It was a busy morning at the St. Vincent DePaul Food Pantry on Nov. 7.
Helen Thurman and Rita Boyd each sat at a desk, tallying the numbers from the day as Boyd’s husband, Charlie, and Charlotte Vanderbol restock the shelves after the pantry closed for the day.
In three hours that morning, the pantry distributed food to 52 families – the largest number of families served in a single day.
In October, the pantry provided food to 255 families.
St. Vincent DePaul is a ministry of St. Joseph Catholic Church and is one of two local pantries to receive the proceeds from this year’s Help the Hungry Bake Sale, scheduled from 9 a.m. to 1 p.m. on Nov. 22 at St. Joseph Catholic School gymnasium.
This is the ninth year for the event. Last year’s bake sale raised $45,000, which was divided between the St. Vincent DePaul and Ministerial Alliance food pantries.
Referrals for the food pantry are made through the East Missouri Action Agency. Each family receives commodities, along with canned soups, vegetables and boxed items the pantry has available. Personal care products are also provided – although the pantry is currently out of many hygiene items.
“We give the clients eggs, cheese, butter,” Thurman said. “We purchase chicken, hot dogs, bologna, ground turkey. The St. Louis Food Bank has not been sending us as much meat, so we’ve had to buy that.”
The pantry relies heavily on donated food items to fill in the gap.
“We’re looking forward to the Boy Scouts food drive. We are really running low on canned goods,” Boyd said.
The scouts will be collecting donated items on Saturday. Bags were distributed last weekend throughout the area.
Desloge Walmart and Proffer produce also provided food for the pantry to distribute. Other local businesses providing food to the pantry include BOGO Sandwiches providing food through its one-for-one program, and Krak ‘n Jak Bakery providing baked goods.
A walk-in cooler nearly full earlier that morning was bare, except for just a couple items.
“Help the Hungry helps set our budget for the year. We know how much we’ve got to work with.

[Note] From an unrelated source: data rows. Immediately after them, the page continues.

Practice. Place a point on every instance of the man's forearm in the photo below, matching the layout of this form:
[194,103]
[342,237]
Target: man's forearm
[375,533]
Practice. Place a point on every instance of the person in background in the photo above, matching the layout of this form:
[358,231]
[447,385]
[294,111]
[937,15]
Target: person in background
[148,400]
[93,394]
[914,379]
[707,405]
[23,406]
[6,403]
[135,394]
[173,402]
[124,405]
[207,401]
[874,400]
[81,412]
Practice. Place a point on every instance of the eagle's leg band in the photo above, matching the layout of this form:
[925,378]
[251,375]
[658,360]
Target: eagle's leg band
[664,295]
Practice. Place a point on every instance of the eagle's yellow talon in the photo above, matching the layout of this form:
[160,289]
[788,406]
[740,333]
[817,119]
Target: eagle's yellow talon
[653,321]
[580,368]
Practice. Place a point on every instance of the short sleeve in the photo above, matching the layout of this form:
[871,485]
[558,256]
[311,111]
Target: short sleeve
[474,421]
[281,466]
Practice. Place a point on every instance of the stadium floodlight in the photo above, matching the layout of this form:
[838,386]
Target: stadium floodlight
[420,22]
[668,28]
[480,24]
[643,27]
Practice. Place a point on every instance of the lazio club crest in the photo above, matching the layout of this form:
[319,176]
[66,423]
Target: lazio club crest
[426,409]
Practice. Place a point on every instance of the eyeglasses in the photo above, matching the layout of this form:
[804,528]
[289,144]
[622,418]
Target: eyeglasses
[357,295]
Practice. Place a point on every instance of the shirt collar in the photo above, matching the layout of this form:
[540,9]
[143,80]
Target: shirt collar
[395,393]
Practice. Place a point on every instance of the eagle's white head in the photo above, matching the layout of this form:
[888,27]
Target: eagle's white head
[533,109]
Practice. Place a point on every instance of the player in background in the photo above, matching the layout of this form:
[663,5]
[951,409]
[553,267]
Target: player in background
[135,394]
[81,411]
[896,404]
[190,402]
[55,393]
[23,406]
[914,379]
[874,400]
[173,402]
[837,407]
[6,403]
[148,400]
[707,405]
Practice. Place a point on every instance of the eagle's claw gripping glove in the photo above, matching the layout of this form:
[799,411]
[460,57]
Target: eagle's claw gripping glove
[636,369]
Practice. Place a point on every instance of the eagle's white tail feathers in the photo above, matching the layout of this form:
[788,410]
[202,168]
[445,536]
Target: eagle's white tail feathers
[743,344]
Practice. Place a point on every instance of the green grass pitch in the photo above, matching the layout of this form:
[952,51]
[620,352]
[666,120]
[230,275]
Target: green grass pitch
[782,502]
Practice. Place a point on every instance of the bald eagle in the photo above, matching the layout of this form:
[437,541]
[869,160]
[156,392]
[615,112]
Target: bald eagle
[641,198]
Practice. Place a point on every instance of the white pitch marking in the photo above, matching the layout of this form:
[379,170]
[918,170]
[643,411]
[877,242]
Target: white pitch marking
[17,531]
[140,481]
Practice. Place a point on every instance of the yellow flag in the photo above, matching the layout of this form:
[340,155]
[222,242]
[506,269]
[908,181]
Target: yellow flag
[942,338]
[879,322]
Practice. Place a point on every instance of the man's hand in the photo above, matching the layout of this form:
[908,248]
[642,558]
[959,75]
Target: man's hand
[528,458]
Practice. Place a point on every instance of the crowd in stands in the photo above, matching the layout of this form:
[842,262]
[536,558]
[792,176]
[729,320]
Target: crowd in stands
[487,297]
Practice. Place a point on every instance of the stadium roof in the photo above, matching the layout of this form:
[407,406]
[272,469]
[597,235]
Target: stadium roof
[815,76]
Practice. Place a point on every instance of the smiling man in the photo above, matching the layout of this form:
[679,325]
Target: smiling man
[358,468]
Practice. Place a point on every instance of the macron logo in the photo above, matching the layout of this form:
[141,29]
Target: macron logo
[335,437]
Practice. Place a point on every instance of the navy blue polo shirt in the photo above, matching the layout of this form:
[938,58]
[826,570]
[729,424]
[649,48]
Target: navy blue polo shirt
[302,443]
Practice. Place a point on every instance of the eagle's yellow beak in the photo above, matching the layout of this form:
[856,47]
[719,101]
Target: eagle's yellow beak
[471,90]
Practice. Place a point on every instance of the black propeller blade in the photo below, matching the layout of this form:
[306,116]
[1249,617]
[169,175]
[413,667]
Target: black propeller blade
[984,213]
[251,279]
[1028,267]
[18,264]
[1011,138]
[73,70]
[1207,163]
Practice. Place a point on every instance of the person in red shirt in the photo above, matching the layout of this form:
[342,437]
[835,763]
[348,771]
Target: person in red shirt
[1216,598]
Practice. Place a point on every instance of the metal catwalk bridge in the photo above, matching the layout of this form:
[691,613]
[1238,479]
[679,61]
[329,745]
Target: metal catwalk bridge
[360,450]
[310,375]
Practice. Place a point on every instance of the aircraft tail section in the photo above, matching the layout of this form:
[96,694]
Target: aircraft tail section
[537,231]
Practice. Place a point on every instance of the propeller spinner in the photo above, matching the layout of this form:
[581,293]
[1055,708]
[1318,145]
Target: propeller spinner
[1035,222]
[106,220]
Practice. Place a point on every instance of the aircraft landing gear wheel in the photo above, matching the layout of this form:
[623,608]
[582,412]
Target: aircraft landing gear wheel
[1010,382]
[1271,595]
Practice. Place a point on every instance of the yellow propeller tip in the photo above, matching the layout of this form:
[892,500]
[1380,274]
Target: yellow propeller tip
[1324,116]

The food bank gives us the commodities (through the government), but we can also purchase food (from the bank) at a very minimal price,” Thurman said, believing it to be cents on the dollars.
The commodities received from the government through the St. Louis Food Bank vary from month to month, with breakfast cereal sent for this month.
“We always have juice. We’ve had peanut butter, canned vegetables, raisins,” Boyd said.
Vanderbol said the amount of commodities received by the pantry is not nearly enough to distribute to each family using their services. She was recruited to volunteer by Thurman.
“We’ll get the big boxes and think, ‘Wow! We’ve got all these boxes of cereal!’,” Vanderbol said. “Then, you open it up and there are only 10 in a box. We ran out of cereal from our delivery last week.”
“We may be down to two cans of one or two kind of commodities by the time we receive our next delivery,” Boyd said, stressing it is the donations that help fill in the gap.
Boyd recalled one client this past spring who told the volunteers it would be her last time to visit the pantry.
“She got a job in Springfield and would be moving there with her husband,” Boyd said. “She was so grateful for (the pantry) helping them when they needed the help.
“She told us as soon as the couple was able, she would be happy to send a contribution to help us with the pantry.”
Thurman said the church has a prayer shawl ministry. Members make the shawls and pray over them before handing the shawls to clients.
“I feel the clients are so grateful for that, knowing we are there for them,” Thurman said.
Boyd’s husband said the volunteers start each day with a prayer, and offer a prayer of thanksgiving for the ability to help the clients when each day ends.
Thurman said the volunteers make the ministry what it is today.
“They do whatever it is they can to help,” she said.
One particular volunteer Thurman wanted to thank was Gene Winch.
“He is our angel,” she said, explaining Winch travels to the Desloge Walmart and Proffer Produce each week to pick up the donated food items.
“He is just there, always ready to help when any of us call on him,” Thurman said.
The pantry is a reciprocal ministry, the three agreed. As much of a blessing the clients receive from the service provided, the volunteers say the people they meet bless their lives as well.
“We give out a lot of hugs,” said Boyd.